Bailey calls for spending cuts instead of tax increases to combat state debt
Republican House hopeful Darren Bailey shudders to think of what could be.
“My prediction is if J.B. Pritzker is elected governor in four years we will be at the bottom of the barrel,” Bailey told the SE Illinois News. “What that translates to mean is the state of Illinois will be unable to bring in any more money between all the people and businesses leaving the state and those that will refuse to come.”
Bailey views growing talk of a statewide property tax hike aimed at paying down pension debt as more misguided maneuvering. Endorsed by the Federal Reserve Bank of Chicago, the plan would work by raising property taxes by approximately 50 percent over each of the next 30 years.
“Taxpayers have already shown us what they think of this way of governing with the way they’ve been leaving the state in droves,” said Bailey, who is running against Democrat Cynthia Given in the 109th District. “We have to look for other solutions, and the first one should be about spending cuts. As a government, we have to learn to live within our means and be more efficient.”
With Illinois homeowners already paying the highest property taxes in the country at 2.67 percent of a home’s value, the DuPage Policy Journal previously reported the plan would increase annual taxes on a home valued at $500,000 by roughly $5,000, which is more than enough to pay off the state's pension liabilities, according to economists with the Federal Bank of Chicago.
And all the taxation might not end there, as Ford, Lake, Kane, Frankfort and Will counties all have referendums for a proposed 1-percent sales tax increase.
Illinois Policy Institute (IPI) reports much of Will County's newly generated windfall has been earmarked for local school districts, with more than a dozen schools supporting the measure.

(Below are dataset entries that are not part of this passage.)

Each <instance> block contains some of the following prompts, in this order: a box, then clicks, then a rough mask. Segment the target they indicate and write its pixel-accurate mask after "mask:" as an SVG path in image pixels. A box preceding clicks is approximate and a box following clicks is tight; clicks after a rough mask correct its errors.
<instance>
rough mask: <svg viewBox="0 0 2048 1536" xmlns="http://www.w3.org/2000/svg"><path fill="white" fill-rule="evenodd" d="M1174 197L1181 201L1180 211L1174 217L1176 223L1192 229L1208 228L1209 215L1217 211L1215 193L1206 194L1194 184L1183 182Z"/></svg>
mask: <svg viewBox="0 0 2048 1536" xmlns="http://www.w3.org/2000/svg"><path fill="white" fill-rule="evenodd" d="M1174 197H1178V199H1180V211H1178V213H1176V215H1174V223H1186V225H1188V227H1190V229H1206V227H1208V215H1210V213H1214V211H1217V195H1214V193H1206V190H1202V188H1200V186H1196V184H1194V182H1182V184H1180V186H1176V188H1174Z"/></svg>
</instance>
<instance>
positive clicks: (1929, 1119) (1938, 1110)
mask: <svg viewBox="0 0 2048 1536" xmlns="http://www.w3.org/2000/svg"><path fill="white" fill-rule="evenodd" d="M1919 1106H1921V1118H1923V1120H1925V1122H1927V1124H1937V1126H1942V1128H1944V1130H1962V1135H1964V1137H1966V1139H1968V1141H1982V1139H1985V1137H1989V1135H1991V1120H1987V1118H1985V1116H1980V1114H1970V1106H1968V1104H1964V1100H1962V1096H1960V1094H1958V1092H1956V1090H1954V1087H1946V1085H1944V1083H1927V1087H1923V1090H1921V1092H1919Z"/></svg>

Placed in the newly formed category of County School Facility Occupation Tax (CSFT), the sales tax increase would put the tax burden of some Will County residents in the same neighborhood as the 10.25 percent paid by residents in Chicago, home to the highest combined sales tax rate in the country, IPI states.
In Frankfort, the sales tax rate would jump from 7 percent to 8 percent.
“None of this comes as a fair deal to the taxpayer,” Bailey said. “It’s the price you pay for elected officials making deals with their own benefit in mind as opposed to the people they’re supposed to have been representing.
The 109th House District includes Clay, Edwards, Effingham, Jasper, Lawrence, Richland, Wabash, Wayne and White counties.